The 5 Evaluation Levels
Conceptual model for evaluation of integrated surveillance for AMU and AMR
Level 1 evaluation aims at evaluating OH integration across the different components of the surveillance system. This includes the evaluation of the collaboration between stakeholders and organisations, shared governance, as well as integration of different OH components from human, animal, plant and environmental health in surveillance activities (planning and design, data collection, analysis, interpretation and dissemination).
Evaluation tools that can be interesting to explore at this level are:
Level 2 evaluation aims to assess the capacity of the surveillance system to produce integrated information and expertise. Three main outputs can be evaluated at this level: the performance of the One Health surveillance team (the operational team), the performance of the One Health network of stakeholders that are united by the surveillance system, and the capacity of the system to produce up-to-date OH information on AMR.

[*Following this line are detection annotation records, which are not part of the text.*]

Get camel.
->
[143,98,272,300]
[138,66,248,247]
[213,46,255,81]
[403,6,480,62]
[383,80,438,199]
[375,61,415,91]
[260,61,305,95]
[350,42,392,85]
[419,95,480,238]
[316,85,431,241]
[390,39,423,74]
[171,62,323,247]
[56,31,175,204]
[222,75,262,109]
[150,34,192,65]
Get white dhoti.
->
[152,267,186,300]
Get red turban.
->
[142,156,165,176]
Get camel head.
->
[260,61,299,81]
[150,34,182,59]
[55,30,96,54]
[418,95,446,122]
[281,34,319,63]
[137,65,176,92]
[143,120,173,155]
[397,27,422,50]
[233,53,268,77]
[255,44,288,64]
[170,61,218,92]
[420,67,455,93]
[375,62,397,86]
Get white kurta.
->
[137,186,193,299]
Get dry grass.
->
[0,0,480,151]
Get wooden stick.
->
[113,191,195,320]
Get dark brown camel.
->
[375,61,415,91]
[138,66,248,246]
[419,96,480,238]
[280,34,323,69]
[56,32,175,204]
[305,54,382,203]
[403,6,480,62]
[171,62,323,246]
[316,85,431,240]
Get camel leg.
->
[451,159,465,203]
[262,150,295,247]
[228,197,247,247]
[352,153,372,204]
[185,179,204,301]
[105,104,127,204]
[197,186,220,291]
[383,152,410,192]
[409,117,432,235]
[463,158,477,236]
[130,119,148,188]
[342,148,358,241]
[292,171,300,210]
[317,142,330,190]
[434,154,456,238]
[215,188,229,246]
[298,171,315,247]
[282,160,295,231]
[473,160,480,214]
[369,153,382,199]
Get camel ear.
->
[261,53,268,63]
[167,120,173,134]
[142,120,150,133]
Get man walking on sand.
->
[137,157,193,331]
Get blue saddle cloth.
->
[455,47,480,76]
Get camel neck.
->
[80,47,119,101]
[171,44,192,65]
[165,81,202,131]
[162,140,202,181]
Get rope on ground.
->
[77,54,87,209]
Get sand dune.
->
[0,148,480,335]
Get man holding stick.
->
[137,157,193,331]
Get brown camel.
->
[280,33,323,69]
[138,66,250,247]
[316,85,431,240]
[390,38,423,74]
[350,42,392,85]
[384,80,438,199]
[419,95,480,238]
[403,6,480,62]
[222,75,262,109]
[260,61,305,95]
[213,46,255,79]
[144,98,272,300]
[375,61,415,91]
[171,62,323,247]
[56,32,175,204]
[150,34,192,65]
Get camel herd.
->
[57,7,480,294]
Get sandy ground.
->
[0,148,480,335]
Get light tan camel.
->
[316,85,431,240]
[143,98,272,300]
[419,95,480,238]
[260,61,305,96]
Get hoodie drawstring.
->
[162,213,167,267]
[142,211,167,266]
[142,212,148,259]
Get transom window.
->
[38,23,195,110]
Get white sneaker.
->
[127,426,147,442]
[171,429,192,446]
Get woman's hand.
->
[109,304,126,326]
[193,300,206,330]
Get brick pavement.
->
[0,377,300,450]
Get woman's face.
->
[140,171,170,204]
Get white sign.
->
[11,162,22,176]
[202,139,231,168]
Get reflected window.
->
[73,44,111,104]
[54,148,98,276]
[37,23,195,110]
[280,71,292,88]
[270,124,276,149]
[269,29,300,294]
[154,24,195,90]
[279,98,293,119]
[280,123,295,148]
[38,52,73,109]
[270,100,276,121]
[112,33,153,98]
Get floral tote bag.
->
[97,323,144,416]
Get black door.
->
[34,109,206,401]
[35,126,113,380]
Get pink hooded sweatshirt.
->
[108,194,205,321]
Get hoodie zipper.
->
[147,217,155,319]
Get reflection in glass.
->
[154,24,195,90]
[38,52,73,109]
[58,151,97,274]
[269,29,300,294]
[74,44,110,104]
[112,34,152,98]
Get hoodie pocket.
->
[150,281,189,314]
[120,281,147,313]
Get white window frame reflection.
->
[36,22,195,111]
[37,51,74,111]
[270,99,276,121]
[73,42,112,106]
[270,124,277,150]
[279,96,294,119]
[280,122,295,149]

Evaluation tools that can be interesting to explore at this level are:
Level 3 evaluation aims to evaluate how combining the OH information and its interpretation by the OH team and its OH network contributes to the generation of new and actionable knowledge on AMR at the human-animal-environment interface. Three aspects are particularly important at this stage: 1) an evaluation of how the integration in the system enhances the capacity of the system to detect trends and correlations in AMR circulating between humans, animals and the environment, 2) an evaluation of how the integration in the system enhances the capacity to explain trends and correlations in AMR circulating between humans, animals and the environment, and then lead to a better understanding of the epidemiology of this complex problem and 3) an evaluation of the capacity of the system to increase the awareness of relevant stakeholders (actionable knowledge).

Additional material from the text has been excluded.